Children look at things very directly and simply. I did not see anyone taking off his coat and giving it to the poor. I didn't see anyone having a banquet and calling in the lame, the halt, and the blind. And those who were doing it, like the Salvation Army, did not appeal to me. I wanted, though I did not know it then, a synthesis. I wanted life, and I wanted an abundant life. I wanted it for others, too. I did not want just the few, the missionary-minded people like the Salvation Army, to be kind to the poor, as the poor. I wanted everyone to be kind. I wanted every home to be open to the lame, the halt, and the blind as it had been after the San Francisco earthquake. Only then did people really live, really love their brothers. In such love was the abundant life, and I did not have the slightest idea how to find it.
Käthe Kollwitz’ “Two Chatting Women with Two Children" (Zwei schwatzende Frauen mit zwei Kindern) 1930. Kollwitz’s art bore witness to the destitute. Learn more.

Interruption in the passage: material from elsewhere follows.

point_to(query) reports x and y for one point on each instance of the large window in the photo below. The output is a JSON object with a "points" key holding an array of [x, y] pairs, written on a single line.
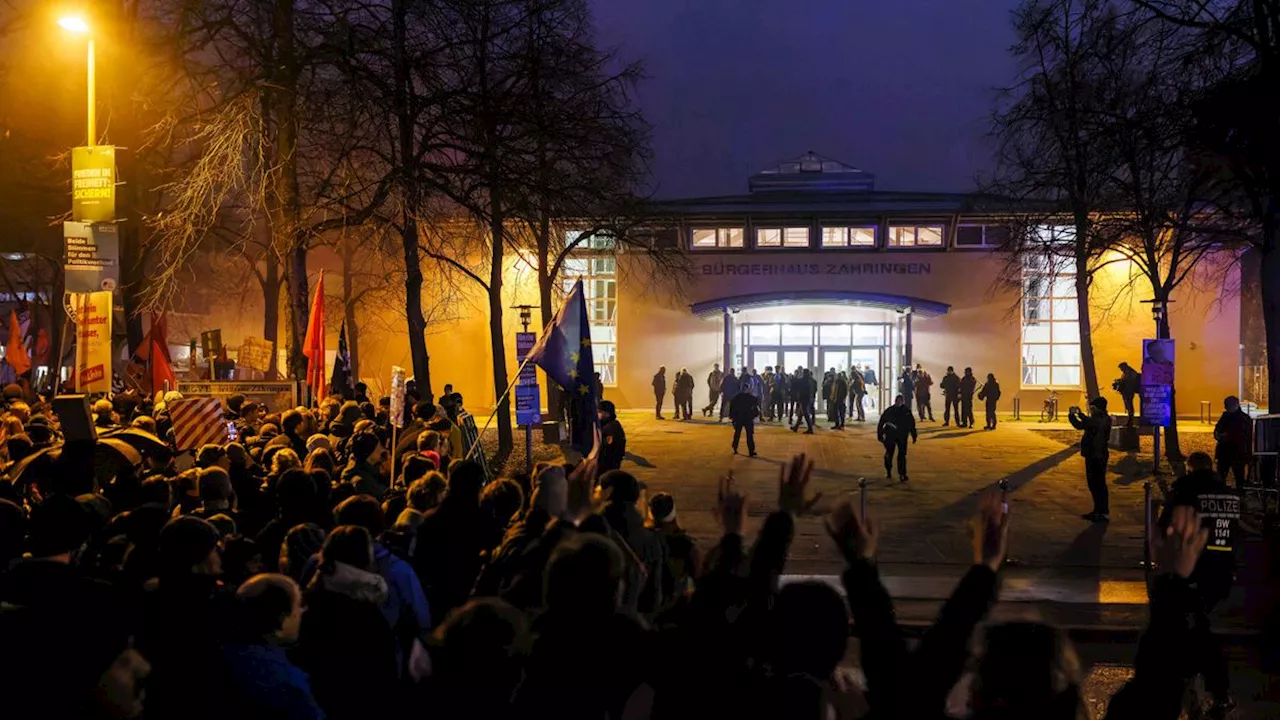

Day saw Catholicism's idealized meekness and joy in significant conflict with the need to take decisive action in the face of poverty. Day faced this dilemma head-on after her family moved to New York and saw a sort of poverty that she could neither forget nor ignore.

The poverty of New York was appallingly different from that of Chicago. The very odors were different. The sight of homeless and workless men lounging on street corners or sleeping in doorways in broad sunlight appalled me. The sight of cheap lodging houses, dingy restaurants, the noise of subways and elevated railways, and the clanging of streetcars jarred my senses. Above all, the smell from the tenements, coming up from basements and areaways from dank halls, horrified me. It is a smell like no other in the world, and one never can become accustomed to it. I have lived with these smells for many years, but they will always affront me. I shall never cease to be indignant over the conditions that give rise to them. There is a smell in the walls of such tenements, a damp ooze coming from them in the halls. One's very clothes smell of it. It is not the smell of life but the smell of the grave.

Finding herself once again quite alone, Day again walked the streets and wanted to go and live among the poor: "In some mysterious way, I felt that I would never be freed from the burden of loneliness and sorrow unless I did." Shortly after the family moved to New York, Day left her family home to go to work and live in the world. She rejected her faith and subsequently re-founded it, but her path throughout was guided by her supreme desire to harmonize with all living things. To lift and exalt and equalize: "All beauty, all joy, all music thrilled my heart and my flesh, so that they cried out for fulfillment, for union."

Dorothy Day, head of Catholic Worker inside the worker office at 175 Christie St. Photo by Judd Mehlman for the NY Daily News.

Dorothy Day's 1952 autobiography The Long Loneliness is the story of Day's complex faith, romantic and maternal love, and what it was like to live a life of social action and radical resistance without internal contradiction. It gives her a tender comparison between writing and confession and sheds light on what it was like to fight and be imprisoned as a young woman. My article scratches the surface of Dorothy Day's wondrous existence. Still, I hope that by focusing on the root of her vast empathy, we begin to understand how an utter conviction of the Gospel word could reconcile with living a life of action, defense of the poor, and objection to systems that perpetuated inequality and injustice. Such was Day's one and only life.